Among former Republicans of a certain age, “what the hell happened” is a popular topic of conversation. What turned a major political party composed of people with a reasonable range of respectable views into a cult imposing extremist litmus tests? What accounts for the rejection of evidence, disdain for science and rigid refusal to compromise even the most extreme positions?

When did the Grand Old Party go nuts?

In a new book, The Party’s Over: How Republicans Went Crazy ,Democrats Became Useless and the Middle Class Got Shafted former GOP strategist Mike Lofgrin blames religion.

Having observed politics up close and personal for most of my adult lifetime, I have come to the conclusion that the rise of politicized religious fundamentalism may have been the key ingredient in the transformation of the Republican Party. Politicized religion provides a substrate of beliefs that rationalizes—at least in the minds of its followers—all three of the GOP’s main tenets: wealth worship, war worship, and the permanent culture war.

In retrospect, Lofgren sees Pat Robertson’s strong showing as a Presidential candidate in 1988 as the warning sign for what was already underway: the capture of one of the country’s major political parties by religious fundamentalists and fanatics.

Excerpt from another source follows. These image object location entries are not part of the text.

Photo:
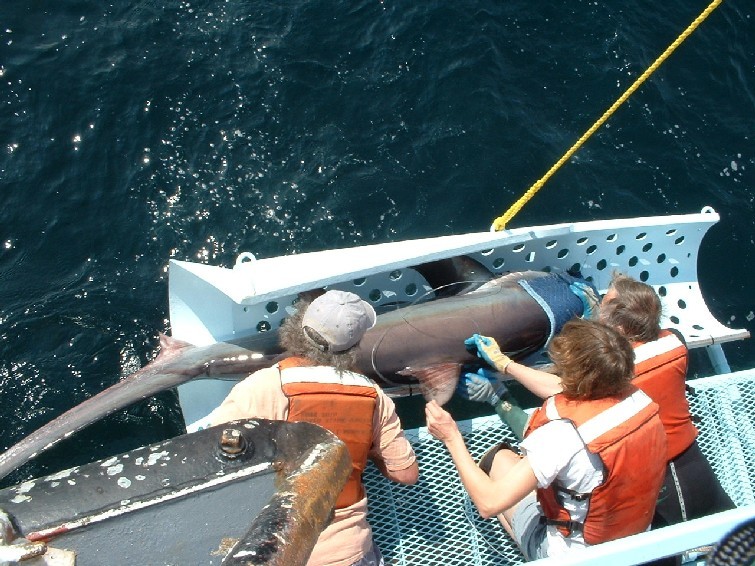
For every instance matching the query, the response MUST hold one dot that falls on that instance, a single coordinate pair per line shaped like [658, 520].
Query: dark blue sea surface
[136, 132]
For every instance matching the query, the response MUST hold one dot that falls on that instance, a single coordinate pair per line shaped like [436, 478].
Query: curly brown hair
[309, 344]
[593, 360]
[635, 310]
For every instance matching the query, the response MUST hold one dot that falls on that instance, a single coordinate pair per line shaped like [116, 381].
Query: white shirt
[556, 452]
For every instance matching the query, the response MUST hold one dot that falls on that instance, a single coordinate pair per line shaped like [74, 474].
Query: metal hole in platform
[263, 326]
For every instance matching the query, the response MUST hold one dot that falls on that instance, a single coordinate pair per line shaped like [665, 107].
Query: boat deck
[435, 522]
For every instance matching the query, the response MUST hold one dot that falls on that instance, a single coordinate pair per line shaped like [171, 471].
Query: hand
[487, 349]
[483, 386]
[586, 294]
[440, 423]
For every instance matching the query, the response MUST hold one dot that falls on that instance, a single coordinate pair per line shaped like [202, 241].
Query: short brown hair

The results of this takeover are all around us: If the American people poll more like Iranians or Nigerians than Europeans or Canadians on questions of evolution, scriptural inerrancy, the presence of angels and demons, and so forth, it is due to the rise of the religious right, its insertion into the public sphere by the Republican Party, and the consequent normalizing of formerly reactionary beliefs. All around us now is a prevailing anti-intellectualism and hostility to science. Politicized religion is the sheet anchor of the dreary forty-year-old culture wars.

Lofgren takes aim at a theory that I have held for some time–the theory that the differences between what we used to call the “country club” wing of the GOP and the religious zealot wing would eventually cause a split. It seemed reasonable to assume that the socioeconomic and philosophical gulf separating the party’s business wing from the religious right would make for instability.

I’ve been predicting this split for at least twenty years, and I’m still waiting, so he may be right when he suggests that there really isn’t a basic disagreement between these factions on the direction  the country should go– just a quibble about how far.

The plutocrats would drag us back to the Gilded Age; the theocrats to the Salem witch trials. If anything, the two groups are increasingly beginning to resemble each other. Many televangelists have espoused what has come to be known as the prosperity gospel—the health-and- wealth/name-it-and-claim-it gospel of economic entitlement. If you are wealthy, it is a sign of God’s favor. If not, too bad! This rationale may explain why some poor voters will defend the prerogatives of billionaires. In any case, at the beginning of the 2012 presidential cycle, those consummate plutocrats the Koch brothers pumped money into Bachmann’s campaign, so one should probably not make too much of a potential plutocrat-theocrat split.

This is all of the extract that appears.